Thursday, August 10, 2017

Plants in new homes, getting all entitled about it

Since this afternoon's planned activity was cancelled owing to the unavailability of one person, can't play trios without three, hoping for next week, though, I had to improve the shining hour somehow.

So I took a long promised trip to the thriftie, to donate a trunkful of clothes and useful stuff which I had tried on Freecycle, no takers, oh well, they are good for new homes anyway.

And since I'd gone all that way, I had to go into the store, of course.  You donate outside at the edge of the parking lot, to a nice man in a shed. That way their van can drive around, pick up a load when the shed's full, and take it out back for sorting. So you could just get back in the car and go home, but that's not an option I ever took up.

So, having scoured the store in case they had any cool stuff for Handsome Son, no luck this time, and for me, no luck in clothing, I remembered I was in search of baskets for houseplants.  I do like them to look a bit better than in the old plastic pot things, which work fine but don't look very aesthetically pleasing. And I'd looked online and been horrified by the prices of practically anything.

And scored five great buys.  Three nested seagrass baskets, one handled one, and one less exciting, but fine. Got change from $20. They're more expensive than they used to be, but can't complain.

The begonia, which might be an angel leaf, is the one I started from a single leaf poked into potting soil about a year ago, which just sat for three months, then finally leapt out of the soil, shouting like Tarzan, and now look at it.  



Not sure what it is, since the leaf came from another plant I have which originated as a stolen cutting..and I think I might try another way of propagating it, by laying down a leaf with cuts in it, on the medium. Very Thalassa Cruso!!

She was a scream of a tv presenter, in the olden black and white Julia Child days, teddibly English, teddibly expert, teddibly understanding of beginning gardeners, and you can still find some of her video on YouTube.  I think her series was called Making Things Grow. Do look, she's a lot of fun.  I'm aware that some of my neighbors think I'm a scream, too, for similar reasons..but innocent merriment, I could do worse.


The Norfolk Island Pine I took after friend Karen died, since nobody in the family knew much about plants, so I have taken care of it.  It's not a very sturdy specimen, but it's healthy and harmless.  Very slow grower, unlike other specimens I've had.  But it doesn't give up.



The sansevieria is the one I grew from a leaf I cut up, from a friend's specimen. I'd taken care of it over a summer and sent it home from camp much better looking, so I took one leaf in payment.  It's doing fine now,  new plants emerging from the older ones.


The little pony palm is a recent arrival, from a friend, for intensive care, and I wonder if it's going to make it. No roots at all, but I'll administer benign neglect and see what's what.

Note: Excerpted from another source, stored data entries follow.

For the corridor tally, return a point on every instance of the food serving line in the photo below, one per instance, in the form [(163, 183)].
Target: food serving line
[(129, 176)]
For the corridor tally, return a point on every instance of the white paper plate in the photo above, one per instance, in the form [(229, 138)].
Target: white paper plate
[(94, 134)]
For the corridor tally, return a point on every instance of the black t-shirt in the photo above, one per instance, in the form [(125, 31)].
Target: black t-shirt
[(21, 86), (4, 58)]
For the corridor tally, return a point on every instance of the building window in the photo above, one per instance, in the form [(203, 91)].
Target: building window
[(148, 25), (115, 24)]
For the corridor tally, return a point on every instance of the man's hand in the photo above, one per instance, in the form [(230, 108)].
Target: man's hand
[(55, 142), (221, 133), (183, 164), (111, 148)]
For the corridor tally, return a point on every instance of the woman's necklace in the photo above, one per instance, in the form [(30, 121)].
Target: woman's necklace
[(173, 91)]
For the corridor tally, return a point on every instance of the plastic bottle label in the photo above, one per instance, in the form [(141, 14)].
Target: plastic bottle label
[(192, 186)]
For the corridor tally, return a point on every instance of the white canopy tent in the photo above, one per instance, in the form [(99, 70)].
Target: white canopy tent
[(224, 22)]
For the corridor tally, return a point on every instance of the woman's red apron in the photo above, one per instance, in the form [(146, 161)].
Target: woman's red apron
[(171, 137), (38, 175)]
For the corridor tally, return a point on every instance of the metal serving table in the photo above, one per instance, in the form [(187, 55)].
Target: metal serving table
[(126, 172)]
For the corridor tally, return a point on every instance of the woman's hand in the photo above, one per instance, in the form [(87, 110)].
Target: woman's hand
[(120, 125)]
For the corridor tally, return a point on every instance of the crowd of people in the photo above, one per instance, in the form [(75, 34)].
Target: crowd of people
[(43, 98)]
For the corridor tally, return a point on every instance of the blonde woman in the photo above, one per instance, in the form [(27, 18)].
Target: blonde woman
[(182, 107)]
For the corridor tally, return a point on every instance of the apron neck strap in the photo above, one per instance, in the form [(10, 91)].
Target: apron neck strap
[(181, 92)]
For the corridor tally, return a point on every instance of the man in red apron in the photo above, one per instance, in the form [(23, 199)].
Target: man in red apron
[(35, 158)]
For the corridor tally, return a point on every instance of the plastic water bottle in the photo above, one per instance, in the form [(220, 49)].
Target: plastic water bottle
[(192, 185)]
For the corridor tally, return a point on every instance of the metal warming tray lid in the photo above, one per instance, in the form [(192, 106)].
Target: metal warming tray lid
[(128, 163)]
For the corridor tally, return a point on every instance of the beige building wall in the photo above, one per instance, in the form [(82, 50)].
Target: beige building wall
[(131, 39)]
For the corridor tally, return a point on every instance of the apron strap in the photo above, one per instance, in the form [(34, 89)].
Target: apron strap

And the aloe is not a rescue, I actually bought this from the farmer's market a couple of years ago, and, as you see, it's growing out of its home.  Any local readers who would like a couple of divisions, essential in the kitchen for burn treatment, that's where mine is, just let me know and I'll pot a couple up and we can connect for you to get them. 

Considering their humble origins, these plants look pretty nice these days.  Very entitled.  Reminds me of my first cat, feral Annabelle, I was the only human who could handle her, found in a dumpster, and in no time at all insisting on her rights and the best food, very picky, too.  She liked to slink about among the houseplants, playing tigers in the jungle.